Classes, Programs, and Files Used

A number of classes are provided for you. Classes, programs or files from the previous lab that you need to copy into the current lab directory are underlined below. Classes, programs or files that you have to complete for this lab appear in bold below.

KVPairClassKey/Value Pairs
BSTClassAbstract data type for Binary Search Trees
BSTNodeClassGeneral node for storing BST key and element
LinkedBSTClassLinked implementation of BST
ScannerClassParser for web pages and text files
URLContentClassStores filename, URL, and word frequency tree for a web page
ignore.txtFileA list of words to ignore when parsing web pages
PQClassAbstract data type for Priority Queues
HeapPQClassHeap implementation of PQ, you need to write removeMin and bubbleDown
ProcessQueryClassStores summarized web pages and handles a search query
urls.txtFileList of URLs to find and summarize, you may add more URLs to the initial list
part2.cppProgramThe main program for part 2 of the project

Getting Started
  1. Complete the implementation of the HeapPQ class by writing the methods bubbleDown and getMinIndex.

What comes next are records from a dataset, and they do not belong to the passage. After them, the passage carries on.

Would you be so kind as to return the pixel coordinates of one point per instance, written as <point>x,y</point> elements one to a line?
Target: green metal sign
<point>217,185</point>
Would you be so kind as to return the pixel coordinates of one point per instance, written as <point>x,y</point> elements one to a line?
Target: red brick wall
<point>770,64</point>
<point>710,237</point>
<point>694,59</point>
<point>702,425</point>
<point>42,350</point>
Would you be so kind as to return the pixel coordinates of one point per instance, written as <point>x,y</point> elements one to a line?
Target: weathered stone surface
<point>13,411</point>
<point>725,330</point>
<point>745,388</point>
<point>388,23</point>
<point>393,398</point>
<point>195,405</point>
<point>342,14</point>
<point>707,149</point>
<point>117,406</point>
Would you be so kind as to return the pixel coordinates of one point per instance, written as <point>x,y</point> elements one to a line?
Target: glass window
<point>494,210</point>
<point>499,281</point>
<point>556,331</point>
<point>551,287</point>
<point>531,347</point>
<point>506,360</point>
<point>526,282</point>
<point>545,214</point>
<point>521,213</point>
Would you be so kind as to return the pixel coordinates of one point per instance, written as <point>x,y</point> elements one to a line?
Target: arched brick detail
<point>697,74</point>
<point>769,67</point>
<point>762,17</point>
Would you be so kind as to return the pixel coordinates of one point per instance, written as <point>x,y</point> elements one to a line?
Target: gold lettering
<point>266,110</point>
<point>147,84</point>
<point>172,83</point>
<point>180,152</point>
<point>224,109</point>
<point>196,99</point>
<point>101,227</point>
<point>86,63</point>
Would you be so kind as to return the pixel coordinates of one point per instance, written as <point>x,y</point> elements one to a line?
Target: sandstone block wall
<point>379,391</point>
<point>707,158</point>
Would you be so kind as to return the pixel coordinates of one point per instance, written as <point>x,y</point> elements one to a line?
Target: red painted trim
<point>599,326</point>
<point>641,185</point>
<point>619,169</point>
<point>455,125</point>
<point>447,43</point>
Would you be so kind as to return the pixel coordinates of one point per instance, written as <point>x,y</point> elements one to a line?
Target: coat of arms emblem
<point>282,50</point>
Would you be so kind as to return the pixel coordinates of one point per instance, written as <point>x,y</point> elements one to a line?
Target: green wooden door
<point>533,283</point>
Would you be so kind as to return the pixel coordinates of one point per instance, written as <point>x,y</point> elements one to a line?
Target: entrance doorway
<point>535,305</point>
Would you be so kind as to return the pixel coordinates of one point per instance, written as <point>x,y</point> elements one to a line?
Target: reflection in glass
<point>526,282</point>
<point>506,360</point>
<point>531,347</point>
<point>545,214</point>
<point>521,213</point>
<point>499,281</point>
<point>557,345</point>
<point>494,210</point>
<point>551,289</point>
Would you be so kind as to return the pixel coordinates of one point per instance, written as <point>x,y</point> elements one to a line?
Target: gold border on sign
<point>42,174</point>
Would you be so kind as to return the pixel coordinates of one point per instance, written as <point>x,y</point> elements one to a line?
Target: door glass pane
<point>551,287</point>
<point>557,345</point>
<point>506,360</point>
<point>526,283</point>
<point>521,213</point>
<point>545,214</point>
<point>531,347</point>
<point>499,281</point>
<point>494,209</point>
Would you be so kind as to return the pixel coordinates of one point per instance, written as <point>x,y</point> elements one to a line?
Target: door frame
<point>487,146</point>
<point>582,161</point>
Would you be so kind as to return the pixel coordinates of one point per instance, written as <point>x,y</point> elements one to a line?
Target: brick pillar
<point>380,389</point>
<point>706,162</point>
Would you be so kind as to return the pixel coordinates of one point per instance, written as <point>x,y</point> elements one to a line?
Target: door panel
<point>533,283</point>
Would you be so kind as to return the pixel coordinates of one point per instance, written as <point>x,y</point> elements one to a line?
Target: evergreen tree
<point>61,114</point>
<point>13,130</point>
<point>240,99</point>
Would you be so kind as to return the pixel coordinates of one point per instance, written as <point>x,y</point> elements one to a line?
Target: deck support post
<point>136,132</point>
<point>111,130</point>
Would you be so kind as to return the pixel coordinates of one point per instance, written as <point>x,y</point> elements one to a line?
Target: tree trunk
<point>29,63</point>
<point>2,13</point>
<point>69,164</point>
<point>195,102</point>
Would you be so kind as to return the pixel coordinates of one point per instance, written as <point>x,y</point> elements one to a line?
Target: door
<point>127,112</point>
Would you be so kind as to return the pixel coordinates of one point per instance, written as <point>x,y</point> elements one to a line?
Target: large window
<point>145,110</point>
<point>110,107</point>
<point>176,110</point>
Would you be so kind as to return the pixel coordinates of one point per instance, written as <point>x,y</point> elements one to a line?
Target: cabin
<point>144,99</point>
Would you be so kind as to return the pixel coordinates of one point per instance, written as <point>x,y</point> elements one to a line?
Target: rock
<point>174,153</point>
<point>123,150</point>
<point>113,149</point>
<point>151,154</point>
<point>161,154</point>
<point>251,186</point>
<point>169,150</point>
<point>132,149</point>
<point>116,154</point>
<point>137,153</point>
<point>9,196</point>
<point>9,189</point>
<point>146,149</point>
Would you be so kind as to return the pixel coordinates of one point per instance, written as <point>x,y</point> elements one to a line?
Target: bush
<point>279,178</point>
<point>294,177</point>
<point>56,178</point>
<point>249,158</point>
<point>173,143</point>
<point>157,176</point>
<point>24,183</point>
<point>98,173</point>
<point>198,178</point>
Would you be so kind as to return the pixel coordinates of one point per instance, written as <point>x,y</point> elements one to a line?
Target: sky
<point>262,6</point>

Test this class thorougly before continuing.
  2. You'll need to read in the URLs from the file urls.txt and convert them into the appropriate filenames as shown below.
    URL:  www.cs.swarthmore.edu/~userName
    file: /home/userName/public_html/index.html or index.php
      
    URL:  www.cs.swarthmore.edu/~userName/dirName/.../fileName
    file: /home/userName/public_html/dirName/.../fileName
    
    Look at readFile.cpp to see a demonstration of how to read in a file one line at a time. Look at the C++ string reference to see useful methods for manipulating strings.
  3. You'll need to read in the query and break it up into a vector of individual words. You can use cin to read in an entire line and then convert it into a C++ string as follows:
    char line[100];
    cin.getline(line, 100);
    string query = (const char *)line;
    
    The above code assumes that the user will never enter a line longer than 100 characters. Once you have the entire query as a string, you can then use C++ string methods to break it up into individual words.
  4. Design and implement the ProcessQuery class. This should handle most of the computation necessary to complete this lab. Note, you should only construct this class one time in your program. It should scan all the URLs once and store the resulting URLContent objects in a data structure to be re-used for each query search.
  5. Write the main program in part2.cpp.
  6. Verify that your seach engine returns the correct results.
Tips
It may be helpful to check if a file exists. Below is some sample code to do just that
#include <fstream>
#include <string>

using namespace std;

bool file_exists(string filename){ 
  ifstream inp;
  inp.open(filename.c_str(), ifstream::in);
  inp.close();
  return !inp.fail();
}
Here's some starter code for removeMin in the PQ. You still have to implement bubbleDown.
template <typename KEY, typename VALUE>
KVPair<KEY,VALUE> HeapPQ<KEY,VALUE>::removeMin() {
  if (isEmpty()){
    throw runtime_error("priority queue is empty, cannot getMin");
  }
  KVPair<KEY,VALUE> kv = *array[1];
  delete array[1]; array[1]=NULL;
  swap(n, 1);
  n--;
  bubbleDown(1);
  return kv;
}
Submit
Once you are satisfied with your code, hand it in by typing handin35. This will copy the code from your cs35/labs/07 to my grading directory. You may run handin35 as many times as you like, and only the most recent submission will be recorded. If you worked with a partner, only one of you needs to handin the code.